MSc Thesis Defense by Michael Bang: Improving the performance of global selections


Improving the performance of global selections - An experimental evaluation of system level techniques


As more and more people gain access to smartphones and other location-aware devices, spatial data is becoming increasingly widespread. Organizations have found that it can be very profitable to make sense of and use spatial data in novel ways. This means that methods facilitating this process are in high demand. Among such methods is data visualization, a method that is particularly useful when working with a spatial datasets. As spatial datasets increase in size, however, visualizing them becomes decreasingly practical. When working with datasets that contain more tuples than there are pixels on today’s largest displays, it is required that they be reduced in size before they can be visualized. One way to decrease the size of a dataset is to select tuples that are important or representative, according to the informational goal of the visualization. Because today’s spatial datasets have become so large, and because spatial computations in general are expensive, finding ways to efficiently and easily select tuples for visualizations has become a problem in and of itself.

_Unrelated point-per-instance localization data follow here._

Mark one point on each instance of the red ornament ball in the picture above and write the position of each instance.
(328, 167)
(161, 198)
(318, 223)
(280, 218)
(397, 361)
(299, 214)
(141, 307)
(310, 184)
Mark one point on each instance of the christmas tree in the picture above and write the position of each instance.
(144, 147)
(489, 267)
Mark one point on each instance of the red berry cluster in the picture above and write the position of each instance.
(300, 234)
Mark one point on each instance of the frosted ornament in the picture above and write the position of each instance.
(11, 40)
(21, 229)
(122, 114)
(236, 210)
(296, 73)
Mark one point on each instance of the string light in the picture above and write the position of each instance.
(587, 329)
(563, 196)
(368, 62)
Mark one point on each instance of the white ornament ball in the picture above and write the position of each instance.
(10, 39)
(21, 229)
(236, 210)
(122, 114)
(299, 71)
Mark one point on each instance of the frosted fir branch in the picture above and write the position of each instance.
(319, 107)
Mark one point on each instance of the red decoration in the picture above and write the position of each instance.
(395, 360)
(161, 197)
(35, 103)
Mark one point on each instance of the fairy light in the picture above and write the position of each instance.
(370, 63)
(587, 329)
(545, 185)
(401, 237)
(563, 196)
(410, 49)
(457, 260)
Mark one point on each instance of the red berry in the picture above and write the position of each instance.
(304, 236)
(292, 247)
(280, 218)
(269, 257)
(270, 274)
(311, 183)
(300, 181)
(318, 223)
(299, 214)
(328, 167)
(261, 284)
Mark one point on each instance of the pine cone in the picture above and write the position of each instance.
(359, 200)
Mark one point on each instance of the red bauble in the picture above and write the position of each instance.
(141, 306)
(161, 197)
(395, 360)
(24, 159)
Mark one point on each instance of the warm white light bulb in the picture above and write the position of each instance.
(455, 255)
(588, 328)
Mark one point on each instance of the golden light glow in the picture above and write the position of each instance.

In this thesis, we take a pragmatic approach to improving the performance of an existing method for declaratively describing spatial selections using constraints, for the purposes of visualization. This method is called global selections. We utilize system level techniques implemented in existing and widely deployed DBMSs to efficiently compute data selections within the DBMS, where the data already resides and therefore requires the least effort from the user. In our work, we explore how the techniques of partitioning, indexing, and parallelism affect the performance of spatial global selections. We begin by analyzing how these techniques impact the performance of global selections, before implementing global selections on top of multiple existing DBMSs with different configurations of the mentioned techniques. We finish by experimentally evaluating the performance of each dimension. In our experiments, we find that major performance gains are achievable, and that, in particular, spatial partitioning and parallelism are very important traits for a system to possess in order to efficiently compute global selections over large datasets.

Supervisor: Marcos Vaz Salles, DIKU

External Examiner: Czeslaw Kazimierczak, CSC Danmark A/S